One of the babies was nine-day-old Yousef Al-Kharboush, who died at St Thomas’ Hospital in central London on June 1, 2014.
ITH, a major pharmaceutical firm, pleaded guilty to failing to conduct a suitable and sufficient risk assessment on TPN between August 2009 and June 2014, and two charges of supplying a medicinal product which was not of the nature or quality specified in the prescription, under the Medicines Act on May 27, 2014.
At Southwark crown court on Friday, Judge Deborah Taylor, the Recorder of Westminster, imposed a £1,215,000 fine on the company, saying the contaminated TPN product was a “significant shortfall from the required standard”.
“The loss of a child in tragic circumstances such as these is a devastating experience for a family”, she said.
But the judge said it had not been proven that Yousef’s death was caused by the contaminated feed, or that the babies had contracted sepsis as a direct result of being administered TPN.

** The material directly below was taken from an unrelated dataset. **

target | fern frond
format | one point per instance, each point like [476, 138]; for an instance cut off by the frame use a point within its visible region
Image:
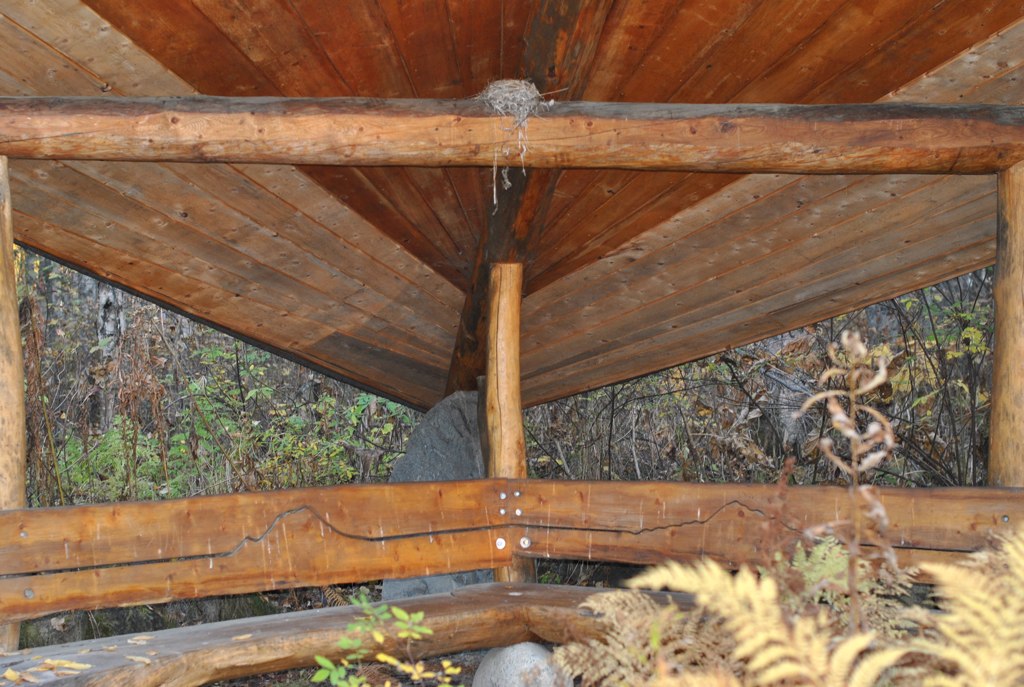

She sentenced the company for administering bacteria into the babies’ bloodstreams and risking serious harm with the contaminated feed.
The judge added that the company had not put profit before safety, nor deliberately created the risk in its product.
The court heard the 19 infants who fell ill from the contaminated TPN were at nine hospitals across England, and received the fluid directly into their bloodstream because they were unable to feed on their own between May 27 and June 2, 2014.
Outlining the case on Thursday, prosecutor Mark Heywood QC said: “The prosecution case is very firmly that Yousef’s death was the result of the way this company was carrying out the manufacturing activity and in particular the lack of a risk assessment.”
He said that despite the fact the manufacturing process carried an obvious risk the company did not have a “suitable and sufficient risk assessment” as required by law.
Mr Heywood said: “The defendant company, which was then, and still is, involved in the manufacture and supply of medical nutritional products to hospitals, including for administration to infants who were unwell, supplied one large batch of such products, which was contaminated with a pathogen, a bacterium which was dangerous to health and life particularly if allowed to enter the bloodstream.”
The prosecutor said of the victims: “Some became ill, some very ill, and the prosecution case is that among that number, one of the babies who died, died, says the prosecution, as a result of the infection that followed the administration.”
Yousef and his twin brother, Abdulilah, were born by emergency Caesarean section at St Thomas’ Hospital at 32 weeks gestation in May 2014.
While in intensive care they were both fed intravenously, but while Abdulilah was not affected, Yousef died.
Tameria Aldrich and Oscar Barker also became ill after being given contaminated TPN, although this is not alleged to have caused their deaths.
Tameria died nine days after Yousef on June 10 after being transferred to St Thomas’ from Broomfield hospital in Chelmsford, while her twin sister Tia survived. Oscar died at Rosie Maternity Hospital in Cambridge.
Adrian Darbishire QC, defending, said that “there is no dispute… that a possible consequence of infected TPN is death,” but added: “It is not possible to determine a cause of death to the criminal standard.”
Karen Hamling, the managing director of ITH Pharma, which had a £66 million annual turnover up to March 2020, sat in the public gallery during the hearing. In a statement, she said she had felt “mixed” emotions since 2014, including “desperate anxiety for the babies who received contaminated TPN and their parents” as well as “anger and sadness” at the way “the company was attacked”.
“I am genuinely sorry a product we manufactured might have caused or risked causing anyone harm,” she added.
ITH Pharma has also agreed to pay £291,000 in prosecution costs, and has been given six weeks to settle the legal bills. Civil proceedings for compensation are also underway by some of the families involved.
A spokesperson for ITH Pharma: “We at ITH Pharma first and foremost offer our deepest sympathies to the families of the patients affected by the events of eight years ago.
“We accept the fine imposed by the Court.”
It called the incident “wholly exceptional”, adding: “Since 2008, parenteral nutrition produced by ITH has helped many tens of thousands of the most vulnerable babies survive premature and complex births. We are proud to be trusted by the NHS and importantly support patients in this vital work.”